-
Notifications
You must be signed in to change notification settings - Fork 502
Description
Summary
When using use_liger_kernel=True with TRL v0.27.2's GRPOTrainer and vLLM, grad_norm is ~100x larger than the non-Liger-Kernel path. This is primarily caused by the vLLM importance sampling correction not being applied in the Liger-Kernel loss path. Several other silent differences also exist.

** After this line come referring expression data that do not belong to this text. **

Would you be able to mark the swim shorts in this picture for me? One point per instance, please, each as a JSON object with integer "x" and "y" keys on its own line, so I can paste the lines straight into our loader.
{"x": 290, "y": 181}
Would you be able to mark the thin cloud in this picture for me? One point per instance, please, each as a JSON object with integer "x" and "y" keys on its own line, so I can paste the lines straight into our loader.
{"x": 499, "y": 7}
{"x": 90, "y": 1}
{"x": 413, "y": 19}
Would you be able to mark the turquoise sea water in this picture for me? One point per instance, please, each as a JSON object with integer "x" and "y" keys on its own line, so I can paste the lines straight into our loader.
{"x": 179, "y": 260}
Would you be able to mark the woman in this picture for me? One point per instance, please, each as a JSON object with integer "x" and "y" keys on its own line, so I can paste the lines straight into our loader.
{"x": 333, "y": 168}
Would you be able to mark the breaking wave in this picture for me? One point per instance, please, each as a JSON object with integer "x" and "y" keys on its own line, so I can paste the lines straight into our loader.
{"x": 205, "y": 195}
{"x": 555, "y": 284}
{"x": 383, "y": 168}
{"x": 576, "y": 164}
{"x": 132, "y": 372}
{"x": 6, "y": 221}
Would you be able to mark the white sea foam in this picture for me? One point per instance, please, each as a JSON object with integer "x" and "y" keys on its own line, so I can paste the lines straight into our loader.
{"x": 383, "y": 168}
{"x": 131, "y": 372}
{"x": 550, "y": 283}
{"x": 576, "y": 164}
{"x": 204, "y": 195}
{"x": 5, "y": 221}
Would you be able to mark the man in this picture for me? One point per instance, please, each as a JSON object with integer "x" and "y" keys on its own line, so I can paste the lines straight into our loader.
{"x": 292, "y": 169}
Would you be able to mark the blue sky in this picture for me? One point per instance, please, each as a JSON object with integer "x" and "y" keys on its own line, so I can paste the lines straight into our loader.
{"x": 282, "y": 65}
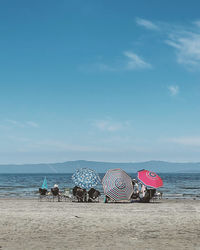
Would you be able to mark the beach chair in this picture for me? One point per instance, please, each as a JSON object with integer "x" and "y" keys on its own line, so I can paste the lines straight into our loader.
{"x": 80, "y": 194}
{"x": 67, "y": 194}
{"x": 149, "y": 194}
{"x": 55, "y": 193}
{"x": 157, "y": 196}
{"x": 42, "y": 194}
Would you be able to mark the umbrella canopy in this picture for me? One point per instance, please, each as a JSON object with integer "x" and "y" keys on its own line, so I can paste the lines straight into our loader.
{"x": 86, "y": 178}
{"x": 150, "y": 179}
{"x": 44, "y": 185}
{"x": 117, "y": 185}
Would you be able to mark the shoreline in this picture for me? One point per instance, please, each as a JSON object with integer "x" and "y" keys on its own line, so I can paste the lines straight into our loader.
{"x": 30, "y": 224}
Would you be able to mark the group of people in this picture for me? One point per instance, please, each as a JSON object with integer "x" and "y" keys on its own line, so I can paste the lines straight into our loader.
{"x": 82, "y": 195}
{"x": 140, "y": 193}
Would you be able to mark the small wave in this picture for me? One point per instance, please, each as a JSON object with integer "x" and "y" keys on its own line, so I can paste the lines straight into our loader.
{"x": 196, "y": 188}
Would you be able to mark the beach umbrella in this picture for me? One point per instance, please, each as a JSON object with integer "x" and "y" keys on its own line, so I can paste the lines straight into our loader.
{"x": 86, "y": 178}
{"x": 117, "y": 185}
{"x": 150, "y": 179}
{"x": 44, "y": 185}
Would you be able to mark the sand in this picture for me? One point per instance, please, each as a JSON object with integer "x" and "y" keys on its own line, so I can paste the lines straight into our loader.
{"x": 168, "y": 224}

List of differences (TRL v0.27.2)
| # | Difference | TRL (non-Liger-Kernel) | Liger-Kernel | Impact | Silent? |
|---|---|---|---|---|---|
| 1 | vLLM IS correction | per_token_loss *= importance_sampling_ratio (L2351-L2352) |
Not applied | ~100-300x (primary cause) | Yes |
| 2 | dapo/cispo normalizer | num_items_in_batch / num_processes (total tokens across entire generation batch) (L2371) |
all_reduce(sum(attention_mask)) / world_size (current micro-batch only), then divided by current_gradient_accumulation_steps (Liger-Kernel L116-117, TRL L2194) |
Several-fold depending on length variance | Yes |
| 3 | tool_mask | completion_mask * tool_mask (L2243) |
completion_mask only (TRL L2178) |
Proportional to tool token ratio | Yes |
| 4 | use_bias_correction_kl | per_token_kl *= coef_1 (L2315-L2316) |
Not implemented | KL term only | Yes |
| 5 | delta (ratio clamping) | coef_1 = clamp(coef_1, max=delta) (L2326-L2327) |
Not implemented | Changes clipping behavior | Yes |
| 6 | off_policy_mask, top_entropy_quantile, sequence-level IS, sapo | Supported | Not supported | - | No (raises error) |
Where to fix
| # | Difference | Where to fix | Notes |
|---|---|---|---|
| 1 | vLLM IS correction | Liger-Kernel + TRL | Liger-Kernel: add parameter to apply per_token_loss *= is_ratio before reduction. TRL: pass it from compute_liger_loss |
| 2 | dapo/cispo normalizer | Liger-Kernel + TRL | Liger-Kernel: accept an external normalizer. TRL: pass num_items_in_batch |
| 3 | tool_mask | TRL only | Pass completion_mask * tool_mask in compute_liger_loss |
| 4 | use_bias_correction_kl | Liger-Kernel + TRL | Liger-Kernel: add flag to ppo_loss_fn. TRL: pass it |
| 5 | delta (ratio clamping) | Liger-Kernel + TRL | Liger-Kernel: add clamp argument for coef_1. TRL: pass it |
Observed behavior
With DAPO loss on a large model using vLLM in GRPOTrainer:
| Metric (step 1) | Liger-Kernel (use_liger_kernel=True) |
Non-Liger-Kernel |
|---|---|---|
grad_norm |
31.09 | 0.29 |
loss |
0.0187 | -0.0001 |
The IS ratio mean was ~0.003–0.01, so the non-Liger-Kernel path scales down the loss by that factor, while the Liger-Kernel path passes it through as-is.
Conclusion
The primary cause is # 1: vLLM IS correction is not applied in Liger-Kernel. Since the IS ratio must be multiplied before reduction, it cannot be fixed on the TRL side alone — a Liger-Kernel change is necessary. Only # 3 can be resolved with a one-line fix on the TRL side.